Endotracheal Intubation:

The medical procedure in which a tube is placed into the trachea (windpipe) through the nose or mouth is referred to as endotracheal intubation. Most of the time it is placed through the mouth. Endotracheal intubation is performed to keep the airway of the patient open in order to provide medicine, oxygen, or anesthesia and to prevent suffocation. It also helps to support breathing and to clear the airway (remove blockages). Endotracheal intubation enables medical professionals to get a better view of the upper airway. It is performed on people who cannot breathe on their own or are unconscious1.

Endotracheal intubation causes considerable discomfort for the patient as it is an invasive medical procedure. However, the patient is given muscle relaxant or general anesthesia to avoid the feeling of discomfort and pain.

Esophageal Detector Device (EDD):

The esophageal detector device (EDD) is a diagnostic tool used for the confirmation of endotracheal intubation. An EDD indicates the correct endotracheal tube position even in situations where the end-tidal carbon dioxide concentration fails, such as severe bronchospasm or CPR. However, EDD may not detect esophageal positioning of an ETT when negligently, gastric inflation occurs. In the emergency patient population, the EDD accurately confirms tracheal intubation. The EDD is more precise in its results than ETCO2 monitoring results in the overall emergency patient population because of its greater precision in cardiac arrest patients4.

Waveform Capnography:

In all EMS provider levels, waveform capnography is used to better check patients in cardiac arrest, respiratory distress, and shock. Capnography trustworthy feedback about how severe the patient's condition is and how they would respond to the treatment. Capnography provides the most reliable evidence of the placement of the endotracheal tube. It is essential to confirm the correct placement of the endotracheal tube (ETT) promptly after intubation. Waveform capnography provides 100% sensitive and specific results about the verification of the correct endotracheal tube location. This is why waveform capnography is considered as a standard method for the primary verification of the ETT placement3. The use of waveform capnography is favored during CPR because it includes reliable proof of correct placement of ETT and possible prediction of patient survival having a cardiac arrest2. The guidelines from the European Resuscitation Council (ERC) and AHA state that continuous waveform capnography is recommended in addition to clinical assessment as it is the most reliable method of verifying and monitoring the correct placement of an ETT.
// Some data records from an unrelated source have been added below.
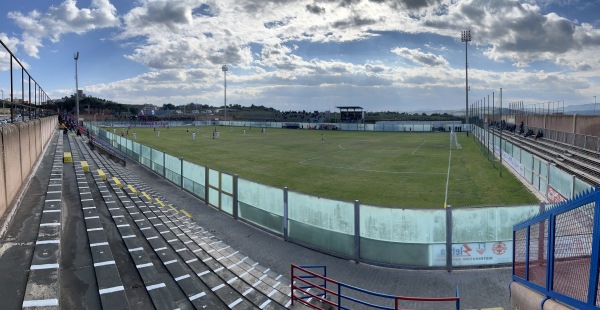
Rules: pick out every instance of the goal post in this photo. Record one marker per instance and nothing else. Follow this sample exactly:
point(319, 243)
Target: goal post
point(455, 138)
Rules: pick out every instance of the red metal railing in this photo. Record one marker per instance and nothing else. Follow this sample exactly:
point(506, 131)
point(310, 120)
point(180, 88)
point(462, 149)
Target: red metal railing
point(303, 284)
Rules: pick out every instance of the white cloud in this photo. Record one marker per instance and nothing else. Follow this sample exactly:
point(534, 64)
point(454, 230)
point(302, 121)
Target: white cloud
point(418, 57)
point(63, 19)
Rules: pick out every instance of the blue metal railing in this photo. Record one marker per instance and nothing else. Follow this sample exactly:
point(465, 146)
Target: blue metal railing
point(556, 253)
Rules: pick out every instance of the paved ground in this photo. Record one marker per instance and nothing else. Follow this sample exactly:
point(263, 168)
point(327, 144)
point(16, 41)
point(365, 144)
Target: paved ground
point(479, 288)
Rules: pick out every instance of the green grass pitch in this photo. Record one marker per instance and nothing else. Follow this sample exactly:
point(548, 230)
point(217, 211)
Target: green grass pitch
point(378, 168)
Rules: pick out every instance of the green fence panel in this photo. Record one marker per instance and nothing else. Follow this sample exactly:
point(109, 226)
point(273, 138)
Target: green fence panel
point(322, 223)
point(400, 236)
point(261, 205)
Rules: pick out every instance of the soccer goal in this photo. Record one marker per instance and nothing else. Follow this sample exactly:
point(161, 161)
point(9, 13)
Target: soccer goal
point(453, 137)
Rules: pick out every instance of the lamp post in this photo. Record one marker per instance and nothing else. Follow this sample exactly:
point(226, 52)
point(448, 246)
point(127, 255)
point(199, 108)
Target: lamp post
point(465, 36)
point(76, 89)
point(225, 69)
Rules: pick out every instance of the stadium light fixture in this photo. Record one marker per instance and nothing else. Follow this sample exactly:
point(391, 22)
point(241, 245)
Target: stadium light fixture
point(225, 69)
point(465, 36)
point(76, 89)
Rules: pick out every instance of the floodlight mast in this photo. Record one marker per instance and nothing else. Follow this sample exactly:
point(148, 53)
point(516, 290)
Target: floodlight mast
point(465, 36)
point(76, 89)
point(225, 69)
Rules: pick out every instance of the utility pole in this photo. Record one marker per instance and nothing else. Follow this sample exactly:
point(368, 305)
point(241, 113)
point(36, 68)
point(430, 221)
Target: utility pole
point(76, 89)
point(466, 37)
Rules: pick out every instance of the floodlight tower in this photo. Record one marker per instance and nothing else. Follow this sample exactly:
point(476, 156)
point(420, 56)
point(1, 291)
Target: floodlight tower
point(465, 36)
point(76, 89)
point(225, 69)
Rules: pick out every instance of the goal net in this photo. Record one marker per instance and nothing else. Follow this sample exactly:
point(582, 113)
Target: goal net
point(453, 137)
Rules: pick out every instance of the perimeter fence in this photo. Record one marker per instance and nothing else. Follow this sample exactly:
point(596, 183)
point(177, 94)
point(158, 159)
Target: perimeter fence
point(441, 238)
point(557, 252)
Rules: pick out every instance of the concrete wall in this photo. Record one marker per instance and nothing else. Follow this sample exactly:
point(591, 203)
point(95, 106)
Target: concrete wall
point(20, 147)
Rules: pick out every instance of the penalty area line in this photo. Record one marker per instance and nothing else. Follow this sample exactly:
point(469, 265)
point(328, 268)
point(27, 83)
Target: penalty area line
point(379, 171)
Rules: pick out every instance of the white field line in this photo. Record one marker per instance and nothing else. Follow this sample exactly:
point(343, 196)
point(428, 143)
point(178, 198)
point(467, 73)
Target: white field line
point(413, 153)
point(341, 149)
point(378, 171)
point(305, 162)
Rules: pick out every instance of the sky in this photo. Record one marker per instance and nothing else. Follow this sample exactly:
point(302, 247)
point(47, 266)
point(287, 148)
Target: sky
point(315, 55)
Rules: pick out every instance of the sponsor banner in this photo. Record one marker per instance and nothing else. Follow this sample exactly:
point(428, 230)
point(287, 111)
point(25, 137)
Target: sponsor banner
point(472, 254)
point(573, 246)
point(554, 196)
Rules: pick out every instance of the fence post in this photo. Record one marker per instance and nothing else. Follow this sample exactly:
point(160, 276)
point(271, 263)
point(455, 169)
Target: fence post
point(206, 184)
point(181, 172)
point(356, 231)
point(593, 284)
point(449, 238)
point(285, 213)
point(235, 197)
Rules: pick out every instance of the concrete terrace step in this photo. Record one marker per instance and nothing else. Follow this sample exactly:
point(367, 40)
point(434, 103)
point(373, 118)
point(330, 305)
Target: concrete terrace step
point(223, 260)
point(42, 286)
point(166, 237)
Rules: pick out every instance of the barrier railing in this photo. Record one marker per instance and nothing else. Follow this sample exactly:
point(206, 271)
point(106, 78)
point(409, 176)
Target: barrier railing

Upper Airway Ultrasonography (USG):

Upper airway ultrasonography is a simple, non-invasive, valuable, and portable point of care ultrasound for interpretation of airway management. In low pulmonary flow conditions like severe shock or cardiac arrest, the accuracy of quantitative capnography is a suspect. In such conditions, upper airway USG images are not disturbed by low pulmonary flow. Therefore, in order to confirm the endotracheal tube placement in such conditions, upper airway USG may be used. There are two types of verifications of the endotracheal tube (i.e., primary and secondary). Primary verifications refer to the procedures that are performed before securing the endotracheal tube. Studies show that the direct method to visualize the upper airway structures in real-time to identify ETT location is upper airway ultrasound. It also helps in determining whether the tube is in the esophagus or in the trachea after intubation3.

Confirming the location of Endotracheal tube:

Self-inflating esophageal detectors, colorimetric end-tidal CO2 detectors, non-waveform end-tidal capnometers, and other such devices do not match up the efficiency of the waveform capnography. The absence of CO2 tracings during cardiopulmonary resuscitation signals the physician to reexamine the location of the endotracheal tube. Airway ultrasonography to detect placement of the endotracheal tube rapidly. It confirms the ETT placement with 100% specificity and 96% sensitivity. For prompt and real-time confirmation of endotracheal tube placement, airway ultrasonography can be used as an adjunct to waveform capnography. In airway USG, a saline-filled EET cuff can promptly and efficiently confirm the suitable depth of ETT placement in the trachea, avoiding the need for chest X-ray for tube confirmation2.

Conclusion:

The Associations of Anaesthetists of Ireland and Great Britain and AHA have legitimately recommended the use of waveform capnography during CPR. Capnography is a great, direct method that detects the amount of CO2 in exhaled air. The continuous blunt waveforms reinforce the placement of the endotracheal tube on the trachea. The use of waveform capnography has increased in the last 3 decades which has helped medical professionals to understand its use in CPR more effectively. Also, in an emergency patient population, EDD decisively confirms tracheal intubation. It is more effective than ETCO2 monitoring due to its greater efficiency in cardiac arrest patients. However, upper airway ultrasonography is as efficient as capnography in diagnosing esophageal intubation. Both capnography and upper air ultrasonography (USG) have a great agreement, a great correlation, a great accuracy, and a quick confirmation time.